How Scientists Use Images of the Sky to Time Travel to Stars


It's no secret that I'm a big fan of the American Museum of Natural History's series Shelf Life, which gives viewers a behind-the-scenes look at the museum's collections. This month's episode, "How to Time Travel to a Star," is a little different than previous episodes, because the collections of astrophysicists look a lot different than traditional natural history collections. 

"One of the differences between natural history collections and astro collections is that because ours live on hard drives, instead of in cabinets, they take up a whole lot less room," says Ashley Pagnotta, a Davis Scholar at AMNH. These collections are composed of outputs from formulas created by theoretical and computation astrophysicists and, for observational astrophysicists, images of the sky. These days, the images are mostly digital, but more than a century ago, astronomers would snap photos of the sky using glass plates coated with a photo emulsion.

The astronomers would take photos of the sky in a regular, orderly fashion, giving us a good record of what the sky looked like in the past—and, in a way, allowing us to travel back in time to see what the skies looked like then. "We simply have one record of the universe streaming by us,"says Mike Shara, a curator of Astrophysics at the museum who studies exploding stars, "and because astronomers a century or more ago were snapping pictures, we have a continuous record over an enormously long period of time."
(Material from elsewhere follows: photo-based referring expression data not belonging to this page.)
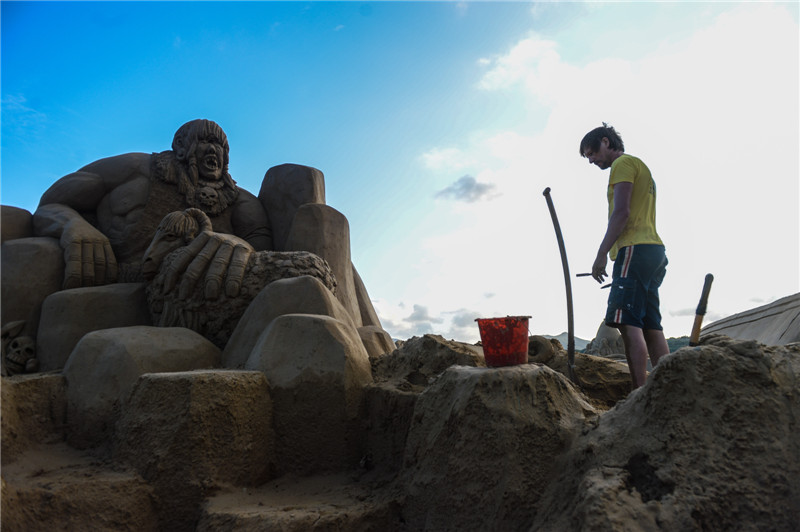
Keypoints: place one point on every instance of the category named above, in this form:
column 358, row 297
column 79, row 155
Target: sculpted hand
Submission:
column 88, row 257
column 599, row 268
column 217, row 255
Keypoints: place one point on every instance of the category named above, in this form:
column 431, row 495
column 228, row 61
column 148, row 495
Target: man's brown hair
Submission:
column 592, row 139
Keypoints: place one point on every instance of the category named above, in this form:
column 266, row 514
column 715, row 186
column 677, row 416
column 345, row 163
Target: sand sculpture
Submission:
column 309, row 419
column 216, row 315
column 102, row 218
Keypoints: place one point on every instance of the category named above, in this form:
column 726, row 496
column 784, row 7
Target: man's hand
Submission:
column 599, row 267
column 219, row 256
column 88, row 257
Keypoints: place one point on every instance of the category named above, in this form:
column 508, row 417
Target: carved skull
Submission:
column 21, row 355
column 207, row 197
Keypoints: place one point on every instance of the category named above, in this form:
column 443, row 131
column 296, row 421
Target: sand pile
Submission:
column 709, row 443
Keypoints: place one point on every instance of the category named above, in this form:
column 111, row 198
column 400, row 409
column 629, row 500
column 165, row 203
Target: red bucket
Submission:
column 505, row 340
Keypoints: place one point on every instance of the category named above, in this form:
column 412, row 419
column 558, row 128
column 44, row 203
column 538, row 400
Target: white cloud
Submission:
column 467, row 189
column 715, row 116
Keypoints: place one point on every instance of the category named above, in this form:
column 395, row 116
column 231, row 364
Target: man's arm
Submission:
column 616, row 224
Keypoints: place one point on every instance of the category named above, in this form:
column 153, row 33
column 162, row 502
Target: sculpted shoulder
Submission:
column 120, row 168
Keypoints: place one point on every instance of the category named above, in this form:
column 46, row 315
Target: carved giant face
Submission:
column 209, row 157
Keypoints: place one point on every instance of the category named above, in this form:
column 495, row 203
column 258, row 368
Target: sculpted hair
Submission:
column 188, row 223
column 179, row 166
column 592, row 139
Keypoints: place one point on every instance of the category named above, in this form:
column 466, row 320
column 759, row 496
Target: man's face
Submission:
column 209, row 157
column 603, row 157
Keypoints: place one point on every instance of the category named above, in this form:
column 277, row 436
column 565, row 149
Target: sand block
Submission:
column 376, row 340
column 105, row 365
column 324, row 231
column 55, row 487
column 297, row 295
column 31, row 270
column 709, row 442
column 15, row 223
column 317, row 369
column 69, row 314
column 473, row 436
column 188, row 433
column 285, row 188
column 34, row 409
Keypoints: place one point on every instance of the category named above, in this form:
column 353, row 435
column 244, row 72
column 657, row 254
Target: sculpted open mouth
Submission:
column 210, row 161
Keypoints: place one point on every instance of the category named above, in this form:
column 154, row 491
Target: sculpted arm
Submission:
column 223, row 258
column 88, row 257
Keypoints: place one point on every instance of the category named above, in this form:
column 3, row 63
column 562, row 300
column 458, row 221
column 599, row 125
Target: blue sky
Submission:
column 437, row 126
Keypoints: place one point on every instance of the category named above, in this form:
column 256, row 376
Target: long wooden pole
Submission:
column 568, row 283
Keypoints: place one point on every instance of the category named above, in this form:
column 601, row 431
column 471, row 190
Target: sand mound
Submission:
column 710, row 443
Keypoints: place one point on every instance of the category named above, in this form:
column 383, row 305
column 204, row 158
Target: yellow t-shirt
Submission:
column 641, row 226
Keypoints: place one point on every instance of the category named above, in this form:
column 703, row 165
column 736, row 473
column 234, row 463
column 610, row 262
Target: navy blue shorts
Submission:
column 638, row 272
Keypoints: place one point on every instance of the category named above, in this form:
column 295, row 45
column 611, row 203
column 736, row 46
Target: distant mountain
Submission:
column 580, row 343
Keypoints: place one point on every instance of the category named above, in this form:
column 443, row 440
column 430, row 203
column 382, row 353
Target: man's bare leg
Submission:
column 656, row 345
column 636, row 353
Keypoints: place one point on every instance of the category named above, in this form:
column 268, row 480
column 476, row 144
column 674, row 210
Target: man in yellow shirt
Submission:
column 633, row 244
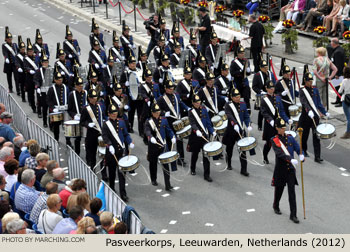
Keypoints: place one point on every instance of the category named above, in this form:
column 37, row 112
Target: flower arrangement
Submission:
column 264, row 18
column 288, row 23
column 202, row 4
column 320, row 29
column 238, row 13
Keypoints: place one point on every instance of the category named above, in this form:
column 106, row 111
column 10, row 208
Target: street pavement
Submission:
column 230, row 204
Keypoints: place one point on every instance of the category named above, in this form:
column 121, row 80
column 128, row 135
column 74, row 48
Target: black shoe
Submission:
column 294, row 219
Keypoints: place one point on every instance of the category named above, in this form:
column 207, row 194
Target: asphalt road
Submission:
column 232, row 203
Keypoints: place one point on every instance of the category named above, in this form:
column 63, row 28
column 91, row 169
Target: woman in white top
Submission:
column 345, row 90
column 49, row 218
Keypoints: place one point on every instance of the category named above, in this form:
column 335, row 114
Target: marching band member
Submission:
column 76, row 101
column 240, row 69
column 115, row 135
column 312, row 111
column 57, row 99
column 30, row 68
column 201, row 129
column 9, row 50
column 237, row 114
column 271, row 108
column 286, row 89
column 258, row 85
column 71, row 47
column 284, row 173
column 172, row 106
column 21, row 75
column 41, row 87
column 157, row 131
column 91, row 118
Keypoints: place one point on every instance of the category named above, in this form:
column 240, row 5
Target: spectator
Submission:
column 321, row 67
column 59, row 177
column 49, row 218
column 11, row 168
column 26, row 195
column 345, row 90
column 48, row 176
column 41, row 159
column 106, row 220
column 78, row 186
column 17, row 226
column 40, row 204
column 30, row 162
column 66, row 225
column 95, row 206
column 120, row 228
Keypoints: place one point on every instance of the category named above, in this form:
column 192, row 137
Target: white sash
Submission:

Harvard has the largest glass plate collection of astronomical photos, which dates back to 1860, and is working to digitize them. At AMNH, Pagnotta and Shara worked with high school students in the museum's Science Research Mentorship Program (SRMP) to bring catalogs of distances to stars in the Magellanic Clouds around our galaxy—which were created by Henrietta S. Leavitt in the early 1900s and updated by Cecila Payne-Gaposchkin in the 1950s—into the present day. The distances were only accurate for the eras in which they were created, so the students created a computer program that would account for 3D space and the wobbling of the Earth's axis. The data will be published and made available to the scientific community. "Once this catalog is complete—and it's almost finished—we will have a digital, fully accessible catalog that anyone in the world can use," Pagnotta says. "And then from there, you can start to do science—see how these stars change over time. We think that they probably do change over a hundred years, but we don't really know what they do. Nobody's ever looked before."